As others have pointed out, this can be solved by first determining the number of days required to turn $500 into $1,000,000 at a 1% daily interest rate and then adjusting for the number of trading days per year.
- Solving for number of days requires solving for N where 500 * (1+.01)^N = 1,000,000
- This is based on the formula to calculate a lump sum compounded at any rate
- P * (1 + R)^N
- Where P=initial investment, R=interest rate, and N=number of periods
- P * (1 + R)^N
- N ln1.01=ln 2,000
- For those unfamiliar, ln is a mathematical tool known as a natural logarithm
- N=ln 2,000 / ln1.01
- Rounded, N is approximately equal to 764 days
- On the NYSE and NASDAQ, which are open an average of 253 days per year, the number of years required is equal to 764/253or 3.019 years. Unfortunately you would be just shy of staying inside the 3 year mark via the historical averages of these two exchanges.

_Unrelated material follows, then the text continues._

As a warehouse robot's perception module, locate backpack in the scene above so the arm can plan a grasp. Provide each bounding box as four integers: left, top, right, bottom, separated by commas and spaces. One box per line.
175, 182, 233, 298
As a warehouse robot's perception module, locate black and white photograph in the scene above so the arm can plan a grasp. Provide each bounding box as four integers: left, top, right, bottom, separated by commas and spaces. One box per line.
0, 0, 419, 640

- Other markets which remain open on weekends will obviously accelerate the rate of compounding and bring the final result below three years
How fast could you turn $500 into $1 million if you added an extra $500 every trading day?
As a bonus, it may be interesting to determine how much faster we can reach the million dollar mark by adding another $500 to the pool every day while still reinvesting all of the profits. To do this, we can use the formula for the future value of an annuity due. An annuity due refers to a stream of payments which are invested at the beginning of each period (in this case each trading day) and are compounded at a given interest rate.

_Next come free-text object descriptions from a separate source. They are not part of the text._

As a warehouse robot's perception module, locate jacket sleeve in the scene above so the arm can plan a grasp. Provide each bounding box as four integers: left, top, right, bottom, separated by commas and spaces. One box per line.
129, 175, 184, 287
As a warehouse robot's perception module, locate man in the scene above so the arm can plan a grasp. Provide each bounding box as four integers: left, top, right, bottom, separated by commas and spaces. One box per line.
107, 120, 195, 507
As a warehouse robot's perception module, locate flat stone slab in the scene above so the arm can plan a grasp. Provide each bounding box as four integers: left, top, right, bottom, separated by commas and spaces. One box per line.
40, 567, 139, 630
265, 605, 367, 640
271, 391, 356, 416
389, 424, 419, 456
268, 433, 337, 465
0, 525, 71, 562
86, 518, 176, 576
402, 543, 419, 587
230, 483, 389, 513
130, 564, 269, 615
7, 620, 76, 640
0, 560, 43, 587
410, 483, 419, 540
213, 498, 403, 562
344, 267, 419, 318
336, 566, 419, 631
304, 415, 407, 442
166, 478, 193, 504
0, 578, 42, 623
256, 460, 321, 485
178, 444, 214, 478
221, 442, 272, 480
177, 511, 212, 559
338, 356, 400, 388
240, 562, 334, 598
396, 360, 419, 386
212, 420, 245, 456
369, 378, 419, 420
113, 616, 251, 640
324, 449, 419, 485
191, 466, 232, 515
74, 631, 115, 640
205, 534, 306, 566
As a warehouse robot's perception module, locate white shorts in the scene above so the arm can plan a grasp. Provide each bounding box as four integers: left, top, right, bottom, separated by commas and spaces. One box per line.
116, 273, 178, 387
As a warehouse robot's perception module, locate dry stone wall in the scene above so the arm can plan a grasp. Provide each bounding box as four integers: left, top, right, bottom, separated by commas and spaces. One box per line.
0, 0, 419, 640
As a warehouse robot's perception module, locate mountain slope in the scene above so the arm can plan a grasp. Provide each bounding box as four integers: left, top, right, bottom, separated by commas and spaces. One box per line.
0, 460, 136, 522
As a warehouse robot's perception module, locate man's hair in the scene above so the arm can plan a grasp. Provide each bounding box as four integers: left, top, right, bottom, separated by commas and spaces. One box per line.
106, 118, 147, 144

- p * ( [ ((1+r)^n) – 1] / r ) * (1+r) = 1,000,000
- Where p=initial investment amount each period, r=interest rate, and n=number of periods
- 500 * ([((1+.01)^n) -1] / .01) * (1+.01) =1,000,000
- Let’s remove the .01 denominator on the right by multiplying both sides by .01
- .01*(500 * ([((1+.01)^n) -1] / .01) * (1+.01)) =1,000,000*.01
- This gives us: 500 * ([((1+.01)^n) -1]) * (1+.01) = 10,000
- Lets remove the 500 and (1+.01) on the left side by dividing 10,000 by them
- ([((1+.01)^n) -1] = 10,000/ (500*1.01)
- ([((1+.01)^n) -1] = 19.80198
- Add 1 to both sides to further isolate n
- 1.01^n = 20.80198
- Now we simply need to use a natural logarithm again to find the answer
- n ln 1.01 = ln 20.80198
- n = ln 20.80198 / ln 1.01
- n = approximately 305 days
- Using the same 253 trading days per year, it takes 1.2055 years to reach the million dollar mark.

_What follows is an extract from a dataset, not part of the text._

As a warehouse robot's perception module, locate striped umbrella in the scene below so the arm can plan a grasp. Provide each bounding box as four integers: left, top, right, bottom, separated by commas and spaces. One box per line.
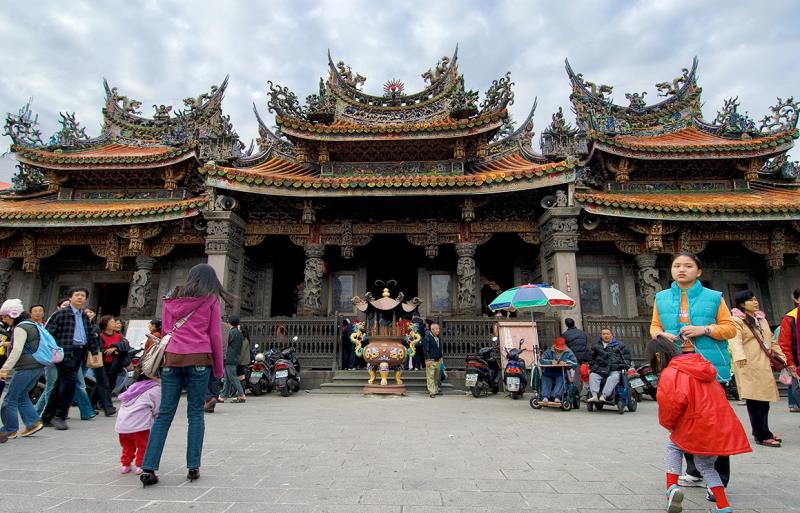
489, 283, 575, 313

- Now we can see that by investing $500 each day we reduced the time required to reach $1,000,000 by about two and a half times.
For those interested in performing similar calculations, financial calculators can make the process much more efficient. For example, the TI-84’s TVM Solver feature will allow you to solve for any variable in an annuity by simply plugging in the numbers. Above you can see the math that underlies those calculators.
The reality of making 1% every trading day
Although this is (hopefully) a fun mathematical exercise, it is worth adding the disclaimer that making a 1% daily return is effectively impossible. The best hedge fund and private equity managers in the world fail to come anywhere near this figure, regardless of how much risk they take. Numbers like 1% can be eerily deceptive to novices in the world of trading; after all, it sounds pretty easy to do until you’ve actually participated in the markets. Having said that, these calculations do illustrate the profound power of compound interest, which Albert Einstein once said is the strongest force in the universe.